やっとこさ観たぞ、新宿ミラノ座で『ヱヴァンゲリヲン新劇場版:破』を。言わずと知れた庵野秀明総監督の大人気シリーズ「再映画化」第2弾。事前の情報管制や公開後の好調な動員が話題になっていた作品だが、実際に観てみると「おおおおお!これは……うーむ……」と唸らされる映画に仕上がっていた。大げさでなく、見終わった後はしばし絶句。
 
 
美麗な映像と迫力の音響、計算し尽くされたエヴァと使徒の動き。巧みに構成されたアクション・シーンについては「序」以上に鬼気迫るものがあり、「アニメーション」という概念の枠内でこれを超えるのは不可能ではないかと思うくらい。架空の、しかしリアルに作り込まれた都市の中をエヴァが縦横無尽に走り、跳び、叫び、引きちぎる。特に空中投下された弐号機が空気抵抗を受けて浮かび上がるシーンと、使徒の落下点に向けて疾走する初号機には驚いたヨ。

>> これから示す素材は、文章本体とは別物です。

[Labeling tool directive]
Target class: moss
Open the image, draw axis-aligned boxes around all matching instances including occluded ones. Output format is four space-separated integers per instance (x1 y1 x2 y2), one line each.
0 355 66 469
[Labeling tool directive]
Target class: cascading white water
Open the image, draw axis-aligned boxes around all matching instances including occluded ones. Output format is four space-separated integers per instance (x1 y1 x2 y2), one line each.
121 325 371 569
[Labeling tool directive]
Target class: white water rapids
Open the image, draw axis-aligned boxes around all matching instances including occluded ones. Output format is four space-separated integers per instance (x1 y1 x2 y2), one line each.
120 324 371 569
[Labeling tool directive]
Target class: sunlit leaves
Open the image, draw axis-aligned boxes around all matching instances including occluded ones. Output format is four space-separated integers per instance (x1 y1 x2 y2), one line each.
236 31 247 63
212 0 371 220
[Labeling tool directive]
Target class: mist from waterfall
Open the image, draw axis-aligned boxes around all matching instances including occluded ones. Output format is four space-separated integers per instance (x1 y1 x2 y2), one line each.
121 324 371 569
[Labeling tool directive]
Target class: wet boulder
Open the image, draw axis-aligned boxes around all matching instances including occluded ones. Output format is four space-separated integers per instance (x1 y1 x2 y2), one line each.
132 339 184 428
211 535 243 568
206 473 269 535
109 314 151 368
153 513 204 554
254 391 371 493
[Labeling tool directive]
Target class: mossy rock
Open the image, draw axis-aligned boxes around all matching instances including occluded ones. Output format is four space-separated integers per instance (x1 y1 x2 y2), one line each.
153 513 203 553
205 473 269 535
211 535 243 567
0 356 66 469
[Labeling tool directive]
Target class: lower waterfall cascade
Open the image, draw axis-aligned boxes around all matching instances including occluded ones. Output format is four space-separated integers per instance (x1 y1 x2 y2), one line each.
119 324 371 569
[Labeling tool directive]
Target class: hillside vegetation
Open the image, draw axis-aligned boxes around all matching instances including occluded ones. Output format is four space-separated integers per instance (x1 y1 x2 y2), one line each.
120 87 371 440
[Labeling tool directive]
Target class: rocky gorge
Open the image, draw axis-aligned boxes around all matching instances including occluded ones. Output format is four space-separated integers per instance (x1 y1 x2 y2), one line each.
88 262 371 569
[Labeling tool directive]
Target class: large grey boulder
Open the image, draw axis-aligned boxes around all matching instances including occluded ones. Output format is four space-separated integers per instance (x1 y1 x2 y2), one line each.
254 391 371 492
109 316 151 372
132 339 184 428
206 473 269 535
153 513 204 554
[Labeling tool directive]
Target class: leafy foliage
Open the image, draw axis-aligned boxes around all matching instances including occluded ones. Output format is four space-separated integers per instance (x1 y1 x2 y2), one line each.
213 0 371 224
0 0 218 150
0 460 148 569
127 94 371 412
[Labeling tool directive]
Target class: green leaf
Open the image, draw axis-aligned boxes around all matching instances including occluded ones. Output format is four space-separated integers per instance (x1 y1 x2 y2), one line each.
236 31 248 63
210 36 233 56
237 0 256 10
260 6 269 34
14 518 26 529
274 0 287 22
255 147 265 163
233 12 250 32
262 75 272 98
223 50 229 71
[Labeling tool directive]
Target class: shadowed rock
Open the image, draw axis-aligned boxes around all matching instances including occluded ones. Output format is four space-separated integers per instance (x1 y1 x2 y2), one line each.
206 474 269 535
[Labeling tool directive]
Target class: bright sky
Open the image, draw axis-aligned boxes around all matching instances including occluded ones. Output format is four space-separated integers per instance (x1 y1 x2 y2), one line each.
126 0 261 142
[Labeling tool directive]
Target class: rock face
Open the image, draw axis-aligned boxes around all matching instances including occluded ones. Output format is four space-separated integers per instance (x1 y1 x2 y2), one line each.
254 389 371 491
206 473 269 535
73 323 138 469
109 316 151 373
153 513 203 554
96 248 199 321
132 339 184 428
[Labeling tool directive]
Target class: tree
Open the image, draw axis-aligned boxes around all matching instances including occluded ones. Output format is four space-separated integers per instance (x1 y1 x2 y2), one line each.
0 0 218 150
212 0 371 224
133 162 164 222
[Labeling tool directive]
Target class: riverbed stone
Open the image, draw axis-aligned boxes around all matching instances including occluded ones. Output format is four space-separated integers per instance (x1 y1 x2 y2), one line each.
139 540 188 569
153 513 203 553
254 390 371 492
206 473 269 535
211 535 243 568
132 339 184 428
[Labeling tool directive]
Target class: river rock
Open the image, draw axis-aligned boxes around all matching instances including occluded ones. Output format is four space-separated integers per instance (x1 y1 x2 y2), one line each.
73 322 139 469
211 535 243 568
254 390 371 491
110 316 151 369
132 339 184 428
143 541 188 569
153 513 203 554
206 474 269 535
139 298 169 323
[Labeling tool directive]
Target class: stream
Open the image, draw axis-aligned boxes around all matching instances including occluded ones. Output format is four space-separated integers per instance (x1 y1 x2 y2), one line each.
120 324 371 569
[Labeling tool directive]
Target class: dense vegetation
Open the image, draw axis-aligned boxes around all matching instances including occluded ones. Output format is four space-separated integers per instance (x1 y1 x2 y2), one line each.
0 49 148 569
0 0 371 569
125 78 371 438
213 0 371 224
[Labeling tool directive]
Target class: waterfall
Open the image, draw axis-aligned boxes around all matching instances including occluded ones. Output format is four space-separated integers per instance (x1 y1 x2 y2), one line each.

一方、エヴァと戦う使徒は従来以上に生物離れした記号化された存在となっていて、それでいてはるかにパワフルなのが面白い。『ヱヴァ』の世界は単純な味方×敵の図式では割り切れない(使徒は「最後の敵」ではない)ことはもうバレてるから、いっそ難しいこと抜きに強大にしてアクションを盛り上げようか!という感じなんだろうか。戦闘シーンは例の「使徒喰い」のシーンも含めてど迫力満点。ホント、繰り返しになるけどアクションの切れ味は見事だ。

で、肝心の物語の方は……いくつか改変があるにせよ、意味不明の戦闘や思わせぶりな台詞と登場人物たちの自意識や細かい人間関係が絡み合いながら進んでいく、という基本線は一緒。ただ、テレビ版ほど「行きつ戻りつ」の話になっておらず、もどかしさはさほどない代わりに、順調に進んでいくかに見えたところでドーンと落とされる感じがショッキングというか。大山小山の連続ではなくて、緩やかな上りからキュッと下ってグンッと上がる感じというか。

加えて、旧作に比べると今回は個人の「想い」を表出することがより肯定的に、重きを置いて描かれている。テレビ版第拾九話で「みんなのために」エヴァに乗ったシンジが、同様のエピソードで「綾波のために」乗り込むのはその典型。「世界がどうなろうと、綾波が助かれば」ってのも、考えてみりゃ凄い話だよな。まあ、そもそも『エヴァ』の物語自体、「人類補完計画」云々の大状況と、シンジをはじめとする人々の想いとのせめぎ合いと言えなくもないのだが。

そして問題のクライマックス。なんというか、『トップをねらえ!』の最終回を持ち出すまでもなく、エモーショナルな揺さぶりとアクションを組み合わせて最高に盛り上げる腕にかけては、庵野組(旧ガイナックス)の右に出るものはいないことを再確認させられた。BGMの『翼をください』は反則だよなあ(その前の『今日の日はさようなら』はちとあざといけど)。シンジがレイに向かって懸命に手を伸ばす場面には、「馬鹿な話だよなあ」と思いつつウルッと来てしまった。

おそらく、仮にあのラストシーンで「完」の文字が出て、続編が作られなかったとしても、それはそれで(もしくはその方が)いいのではないかと(笑)。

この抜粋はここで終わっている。